一、下载flink1.14.4
wget https://dlcdn.apache.org/flink/flink-1.14.4/flink-1.14.4-bin-scala_2.11.tgz
注意:如果只使用flink_on_yarn,那么使用官网提供的二进制包即可,自flink1.11版本开始,flink支持通过hadoop classpath访问CDH集群中的hdfs和yarn。

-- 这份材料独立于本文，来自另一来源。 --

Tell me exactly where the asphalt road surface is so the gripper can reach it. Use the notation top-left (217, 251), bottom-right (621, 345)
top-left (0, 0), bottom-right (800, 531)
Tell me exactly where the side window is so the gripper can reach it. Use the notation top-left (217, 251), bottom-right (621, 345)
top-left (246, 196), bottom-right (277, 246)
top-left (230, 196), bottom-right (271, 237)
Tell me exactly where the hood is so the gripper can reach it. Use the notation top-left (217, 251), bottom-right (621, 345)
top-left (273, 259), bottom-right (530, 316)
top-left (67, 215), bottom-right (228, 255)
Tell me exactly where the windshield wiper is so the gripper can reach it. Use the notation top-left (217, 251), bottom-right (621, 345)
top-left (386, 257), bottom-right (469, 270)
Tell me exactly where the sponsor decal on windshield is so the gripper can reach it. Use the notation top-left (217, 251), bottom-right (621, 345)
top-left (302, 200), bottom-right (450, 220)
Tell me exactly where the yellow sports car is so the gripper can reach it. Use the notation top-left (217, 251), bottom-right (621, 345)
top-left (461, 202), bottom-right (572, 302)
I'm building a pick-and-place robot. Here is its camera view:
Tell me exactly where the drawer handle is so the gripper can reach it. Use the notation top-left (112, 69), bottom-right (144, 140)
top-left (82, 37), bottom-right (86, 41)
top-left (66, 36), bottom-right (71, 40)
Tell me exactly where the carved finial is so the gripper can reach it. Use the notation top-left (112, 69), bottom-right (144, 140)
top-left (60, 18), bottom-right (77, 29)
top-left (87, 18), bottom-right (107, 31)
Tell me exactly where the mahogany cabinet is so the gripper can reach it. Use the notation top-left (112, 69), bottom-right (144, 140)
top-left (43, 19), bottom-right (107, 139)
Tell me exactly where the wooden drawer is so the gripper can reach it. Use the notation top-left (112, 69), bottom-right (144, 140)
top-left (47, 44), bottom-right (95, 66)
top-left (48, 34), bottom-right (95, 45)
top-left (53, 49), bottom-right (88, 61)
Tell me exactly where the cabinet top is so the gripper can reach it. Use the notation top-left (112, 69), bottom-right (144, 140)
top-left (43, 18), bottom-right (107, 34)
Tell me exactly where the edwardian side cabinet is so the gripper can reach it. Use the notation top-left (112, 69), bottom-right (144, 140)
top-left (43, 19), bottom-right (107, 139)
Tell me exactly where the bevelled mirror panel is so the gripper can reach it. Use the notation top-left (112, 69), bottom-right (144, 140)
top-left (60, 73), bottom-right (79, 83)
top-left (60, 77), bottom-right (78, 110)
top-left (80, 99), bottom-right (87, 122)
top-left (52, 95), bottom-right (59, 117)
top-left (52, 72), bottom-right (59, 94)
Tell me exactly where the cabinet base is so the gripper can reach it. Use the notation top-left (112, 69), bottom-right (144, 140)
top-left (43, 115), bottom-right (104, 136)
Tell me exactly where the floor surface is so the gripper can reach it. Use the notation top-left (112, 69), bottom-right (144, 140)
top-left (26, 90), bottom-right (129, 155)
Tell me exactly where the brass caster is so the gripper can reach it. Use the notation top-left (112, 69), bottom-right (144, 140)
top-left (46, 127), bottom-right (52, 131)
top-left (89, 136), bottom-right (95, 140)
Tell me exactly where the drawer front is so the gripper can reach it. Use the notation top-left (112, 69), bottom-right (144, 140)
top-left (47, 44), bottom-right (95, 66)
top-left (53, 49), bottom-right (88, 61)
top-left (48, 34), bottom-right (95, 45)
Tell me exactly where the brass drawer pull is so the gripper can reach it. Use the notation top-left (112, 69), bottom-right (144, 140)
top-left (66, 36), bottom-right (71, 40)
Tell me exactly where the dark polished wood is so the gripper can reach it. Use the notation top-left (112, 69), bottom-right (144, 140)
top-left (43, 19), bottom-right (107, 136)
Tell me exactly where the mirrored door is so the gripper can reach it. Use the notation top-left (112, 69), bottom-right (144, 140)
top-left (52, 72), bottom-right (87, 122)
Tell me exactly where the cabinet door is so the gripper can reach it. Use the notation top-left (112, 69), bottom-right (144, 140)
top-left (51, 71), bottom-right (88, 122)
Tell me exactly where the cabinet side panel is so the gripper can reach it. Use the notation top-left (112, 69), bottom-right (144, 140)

如果要使用flink sql_on_hive,那么使用官网提供的flink-sql-connector-hive-2.2.0_2.11-1.14.4.jar会报错,需要重新进行编译。
编译的话只需要对flink-sql-connector-hive-2.2.0进行编译,不过在这里也介绍一下flink的编译方法。
1.下载flink1.14.4源码包
wget https://dlcdn.apache.org/flink/flink-1.14.4/flink-1.14.4-src.tgz
2.配置编译环境
# 配置maven
tar zxf apache-maven-3.5.4-bin.tar.gz -C /usr/local
ln -s /usr/local/apache-maven-3.5.4/bin/mvn /usr/local/bin
3.修改flink的pom.xml
tar zxf flink-1.14.4-src.tgz
cd flink-1.14.4/
vim pom.xml
# 修改haddop版本
<hadoop.version>3.0.0-cdh6.3.2</hadoop.version>
# 修改hive版本
<hive.version>2.1.1-cdh6.3.2</hive.version>
<hivemetastore.hadoop.version>3.0.0-cdh6.3.2</hivemetastore.hadoop.version>
# 添加cloudera源
<repositories>
<repository>
<id>cloudera</id>
<url>https://repository.cloudera.com/artifactory/cloudera-repos/</url>
</repository>
</repositories>
4.编译flink(参考即可,可不做)
# 编译后文件在flink-dist/target/flink-1.14.4-bin/flink-1.14.4
mvn clean install -DskipTests -Dfast -Drat.skip=true -Dhaoop.version=3.0.0-cdh6.3.2 -Dinclude-hadoop -Dscala-2.11 -T2C
注:编译flink过程中可能会提示io.confluent相关的包有问题,查询资料反馈是默认下载的包不完整,需删除已经下载的包,然后从https://packages.confluent.io/maven/io/confluent这个网站上下载对应的包放到maven repository目录
5.修改flink-sql-connector-hive-2.2.0的pom.xml
vim flink-connectors/flink-sql-connector-hive-2.2.0/pom.xml
# 修改hive-exec版本
<artifactId>hive-exec</artifactId>
<version>2.1.1-cdh6.3.2</version>
6.编译flink-sql-connector-hive-2.2.0(sql_on_hive需要做这步)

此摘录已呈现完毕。